‘I’m sorry, Lieutenant,’ he stammered, ‘but I can’t tel you what I don’t know. I haven’t seen Baird since the day before yesterday. I don’t know nothing about the bracelet…’

Olin got up.

‘I’ll get Baird,’ he said, his face set and menacing. ‘Make no mistake about it. Don’t kid yourself he won’t talk. He won’t go to the chamber alone. If you’re hooked up with him, you’ll go too! I’l give you one more chance, and you’d better take it. Have you got that bracelet?’

‘I tell you I don’t know a thing about it!’ Rico said, through clenched teeth.

Olin reached across the desk and grabbed hold of Rico’s coat front, pulling him out of his chair. He shook him savagely.
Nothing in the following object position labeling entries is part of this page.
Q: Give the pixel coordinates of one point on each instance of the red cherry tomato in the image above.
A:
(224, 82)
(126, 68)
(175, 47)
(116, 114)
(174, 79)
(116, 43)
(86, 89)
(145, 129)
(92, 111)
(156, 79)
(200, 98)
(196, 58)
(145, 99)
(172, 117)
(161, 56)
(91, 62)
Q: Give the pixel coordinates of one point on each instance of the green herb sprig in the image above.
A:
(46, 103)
‘God help you if I find out you’re lying, you little creep!’ he snarled, and flung Rico back into his chair so violently the chair went over backwards and Rico sprawled on the floor. ‘And don’t think you’ve seen the last of me!’ Olin went on. ‘I’ll be back.’
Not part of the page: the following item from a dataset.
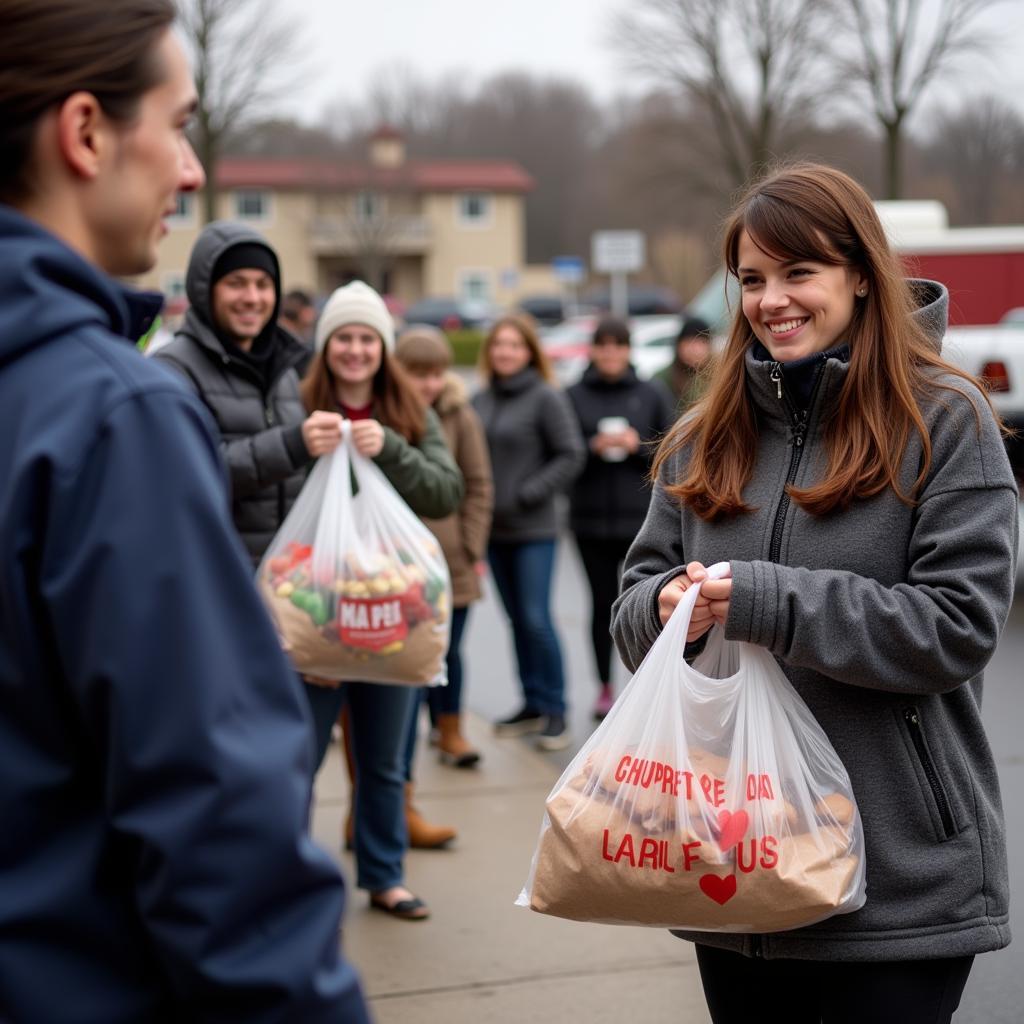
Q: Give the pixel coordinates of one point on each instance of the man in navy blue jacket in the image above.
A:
(155, 751)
For a long time after Olin had gone, Rico sat at his desk, staring with empty eyes at his twitching hands, and sweating.

II

Ed Dallas steered his tall, lanky frame into a pay booth. While he waited for a connection, he surveyed the busy hotel scene through the glass panel of the booth door, his eyes shifting from one beautiful woman to another, trying to make up his mind which of them he would take out for the night should a miracle happen and give him a choice.

A girl’s voice said in his ear, ‘International Detective Agency. Good evening.’